Northwest Blackout of 1965
Photo Credit: The Guardian
 
     
 

On November 9, 1965, at approximately 5:27 p.m., electricity went out all the way from Ontario to NYC and Buffalo, to the eastern border of New Hampshire. Everything in the Northeast came to a complete stop. The blackout, which lasted for about 14 hours, was caused by a faulty relay in the Adam Beck Station of Ontario, Canada. Traffic lights ceased working, making travel by cars and busses extremely difficult. Trains carrying passengers were stuck in tunnels and many were stuck in elevators. Tourists and commuters were forced to find alternative shelter. As a result, hotel lobbies were filled with stranded travelers. Nevertheless, New Yorkers found ways to help the community through the blackout: some assisted the Fire Department rescue team, others helped direct traffic. Many shared candles and flashlights with neighbors throughout the night.

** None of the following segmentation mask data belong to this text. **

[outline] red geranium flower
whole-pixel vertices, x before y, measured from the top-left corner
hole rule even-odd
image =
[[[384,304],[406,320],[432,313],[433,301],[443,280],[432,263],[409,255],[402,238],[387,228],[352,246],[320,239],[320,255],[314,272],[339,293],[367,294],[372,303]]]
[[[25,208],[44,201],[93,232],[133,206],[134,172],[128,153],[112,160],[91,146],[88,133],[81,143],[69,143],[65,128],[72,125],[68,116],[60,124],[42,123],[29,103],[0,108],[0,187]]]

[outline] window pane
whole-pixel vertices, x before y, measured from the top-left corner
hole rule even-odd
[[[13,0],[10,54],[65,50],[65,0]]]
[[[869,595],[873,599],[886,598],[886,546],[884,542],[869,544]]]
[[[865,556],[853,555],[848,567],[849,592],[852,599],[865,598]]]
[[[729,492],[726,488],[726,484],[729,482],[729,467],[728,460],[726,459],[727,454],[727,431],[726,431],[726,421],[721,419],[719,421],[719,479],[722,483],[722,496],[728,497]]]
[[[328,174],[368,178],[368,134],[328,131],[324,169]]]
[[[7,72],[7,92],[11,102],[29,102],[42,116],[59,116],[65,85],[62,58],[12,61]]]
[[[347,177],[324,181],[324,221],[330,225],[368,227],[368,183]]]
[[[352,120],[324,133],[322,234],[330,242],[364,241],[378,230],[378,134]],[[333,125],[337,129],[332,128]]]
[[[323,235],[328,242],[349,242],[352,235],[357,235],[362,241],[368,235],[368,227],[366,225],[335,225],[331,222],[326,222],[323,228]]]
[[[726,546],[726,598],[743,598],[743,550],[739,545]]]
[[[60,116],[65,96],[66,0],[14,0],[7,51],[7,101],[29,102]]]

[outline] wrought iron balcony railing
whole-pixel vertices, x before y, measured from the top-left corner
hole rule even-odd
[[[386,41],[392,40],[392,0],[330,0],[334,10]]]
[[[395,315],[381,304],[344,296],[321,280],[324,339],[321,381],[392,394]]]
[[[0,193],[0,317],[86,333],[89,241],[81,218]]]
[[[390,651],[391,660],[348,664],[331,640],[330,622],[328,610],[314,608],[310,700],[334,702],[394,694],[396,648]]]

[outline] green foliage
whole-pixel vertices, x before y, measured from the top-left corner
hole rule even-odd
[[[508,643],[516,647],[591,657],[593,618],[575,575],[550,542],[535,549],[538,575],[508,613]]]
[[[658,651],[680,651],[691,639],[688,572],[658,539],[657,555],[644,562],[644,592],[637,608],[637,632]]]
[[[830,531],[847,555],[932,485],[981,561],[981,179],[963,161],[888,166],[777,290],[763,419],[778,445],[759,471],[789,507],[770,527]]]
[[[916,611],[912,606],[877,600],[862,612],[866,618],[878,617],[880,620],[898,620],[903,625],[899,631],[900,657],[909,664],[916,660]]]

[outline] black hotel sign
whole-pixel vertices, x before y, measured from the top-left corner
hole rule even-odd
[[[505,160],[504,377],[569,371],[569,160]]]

Following World War II, the United States was enjoying an age of prosperity in which the use of new technology began to dominate people's lives. As families and professionals began to integrate the use of mechanical appliances in their homes and offices, new and efficient ways of generating power became a necessary undertaking. By the 1960's, electricity had become affordable and electrical consumption had doubled every decade after the war. This dramatic increase in consumption was coupled with the design of an elaborate grid system in the Northeast, in which electric power plants in several key locations were interconnected by a complicated network of high voltage electrical wires. This system allowed electricity to flow efficiently across huge areas of land, even during the peak hours of public demand.

Electric companies learned many important lessons from the blackout of 1965, one of them being the importance of corrective measures to prevent such blackouts from happening again. The Northeast Reliability Council and New York Power Pool were two regulatory organizations that emerged after the blackout. Their role was to ensure that the quality of the equipment was kept up to standards across all power plants. As a result they set the standards for the best possible operational guidelines in the industry.